Discover more from Civil Discourse with Joyce Vance
This morning, as everyone gears up for what’s on track to be a momentous week for people who love democracy, there’s a small, but positive, sign that the rule of law is finally ready to take on Trump. It might not seem significant, but it’s important. I want to make sure you see it.
After all of the speculation over whether there might be some type of standoff at Mar-a-Lago if charges are filed against Trump, we get this quiet concession from the lawyers. It’s an early acknowledgment that Trump isn’t above the law in these anticipated proceedings. He will have to follow “normal procedures” just like anyone else who is charged with a crime.
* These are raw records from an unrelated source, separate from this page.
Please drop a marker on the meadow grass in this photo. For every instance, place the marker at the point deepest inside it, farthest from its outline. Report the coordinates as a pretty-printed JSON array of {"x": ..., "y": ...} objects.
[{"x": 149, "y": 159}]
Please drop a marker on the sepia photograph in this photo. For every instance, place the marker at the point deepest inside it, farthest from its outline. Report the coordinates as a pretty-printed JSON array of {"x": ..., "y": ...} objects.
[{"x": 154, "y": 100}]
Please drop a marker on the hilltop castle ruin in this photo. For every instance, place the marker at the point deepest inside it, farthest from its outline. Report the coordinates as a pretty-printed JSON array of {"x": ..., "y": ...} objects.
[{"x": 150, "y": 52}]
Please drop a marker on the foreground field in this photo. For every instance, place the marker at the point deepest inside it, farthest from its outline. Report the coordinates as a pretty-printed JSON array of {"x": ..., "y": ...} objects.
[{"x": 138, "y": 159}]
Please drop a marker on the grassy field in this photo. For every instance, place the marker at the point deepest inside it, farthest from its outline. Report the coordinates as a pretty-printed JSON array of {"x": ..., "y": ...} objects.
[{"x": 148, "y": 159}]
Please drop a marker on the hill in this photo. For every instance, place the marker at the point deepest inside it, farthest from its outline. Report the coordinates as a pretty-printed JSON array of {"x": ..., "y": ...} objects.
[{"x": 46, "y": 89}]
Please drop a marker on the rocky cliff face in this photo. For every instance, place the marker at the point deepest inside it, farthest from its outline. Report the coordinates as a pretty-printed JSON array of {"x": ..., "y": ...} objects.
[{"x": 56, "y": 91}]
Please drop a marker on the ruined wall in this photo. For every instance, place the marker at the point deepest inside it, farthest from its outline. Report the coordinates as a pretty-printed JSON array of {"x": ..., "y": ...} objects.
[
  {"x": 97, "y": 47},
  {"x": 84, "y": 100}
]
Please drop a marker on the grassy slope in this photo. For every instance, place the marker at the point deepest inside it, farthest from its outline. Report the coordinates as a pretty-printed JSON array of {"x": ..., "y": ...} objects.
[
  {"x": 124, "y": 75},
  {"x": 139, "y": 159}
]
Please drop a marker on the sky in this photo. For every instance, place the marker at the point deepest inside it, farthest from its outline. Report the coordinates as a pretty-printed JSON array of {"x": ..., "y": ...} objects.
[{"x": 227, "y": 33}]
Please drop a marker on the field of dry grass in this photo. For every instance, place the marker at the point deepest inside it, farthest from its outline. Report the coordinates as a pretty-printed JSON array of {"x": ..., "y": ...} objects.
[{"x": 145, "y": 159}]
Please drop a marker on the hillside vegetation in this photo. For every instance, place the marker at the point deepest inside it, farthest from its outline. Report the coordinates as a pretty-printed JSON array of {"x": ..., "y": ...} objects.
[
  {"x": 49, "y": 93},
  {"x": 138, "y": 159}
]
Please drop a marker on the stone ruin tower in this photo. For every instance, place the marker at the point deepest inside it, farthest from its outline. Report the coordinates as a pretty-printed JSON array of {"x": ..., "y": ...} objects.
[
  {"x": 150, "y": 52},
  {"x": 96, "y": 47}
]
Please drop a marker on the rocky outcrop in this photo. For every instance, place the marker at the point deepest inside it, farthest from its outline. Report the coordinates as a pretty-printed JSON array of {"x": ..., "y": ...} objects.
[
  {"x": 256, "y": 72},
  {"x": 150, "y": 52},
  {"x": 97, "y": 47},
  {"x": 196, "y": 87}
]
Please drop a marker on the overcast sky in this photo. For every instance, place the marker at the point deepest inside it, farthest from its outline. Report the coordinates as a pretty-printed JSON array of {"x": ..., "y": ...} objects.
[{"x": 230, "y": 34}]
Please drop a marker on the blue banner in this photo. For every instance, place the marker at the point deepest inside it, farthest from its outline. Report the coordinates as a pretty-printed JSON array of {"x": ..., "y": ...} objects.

Of course, he will be doing it with a Secret Service agent at his side. The agent will presumably go through all the booking procedures with him and accompany him in court. That’s a good reminder that we are in uncharted territory from here on out, but “unprecedented” doesn’t mean the procedural rules don’t apply to Trump. It’s a good sign that his lawyers have been forced to concede that before charges are even filed.
That doesn’t mean Trump won’t continue to be Trump. But he would do well to remember that everything he does publicly can be used as evidence. Like the echo of his call to arms on January 6 that he put out on social media yesterday. The attack on a prosecutor is worthy of a mobster, not a former president. Trump continues to be everything Congressman Adam Schiff admonished senators he was during impeachment: someone who would damage our national security again if not reined in, someone who truth and what’s right doesn’t matter to. But even Trump can’t avoid the normal events that occur when a person is charged by a grand jury. In fact, it may end up being a positive that there will be a federal law enforcement agent at his side in the form of his Secret Service detail. The rule of law is coming for Trump.
There is little likelihood that what’s about to take place will be straightforward or an easy path. Prosecutions require proof beyond a reasonable doubt of all elements of any charged crimes. Conviction requires a unanimous jury. Don’t get discouraged by early skirmishes. This is a marathon, not a sprint. But we are entering the season where the rule of law, in the form of both criminal and civil cases, is coming for Trump.
Trials reveal evidence. One of the core purposes of our criminal justice system is to learn the truth about what happened when someone is harmed. That obviously matters in courtrooms. But it also matters when Americans vote, which we will be doing in short order. While we may be passive participants in the courtroom proceedings that are about to unfold, each of us will have a very real role to play as citizens when the 2024 election cycle gets underway. It will be difficult, like it was in 2016, and again in 2020—when we succeeded at the polls—to help people understand the truth about Trump and about what matters in our government. That means there are important times and important work ahead for all of us. So stay informed. Keep notes if that’s what works for you. Remember the value of civil discourse with friends and family, even when it seems difficult to make any headway.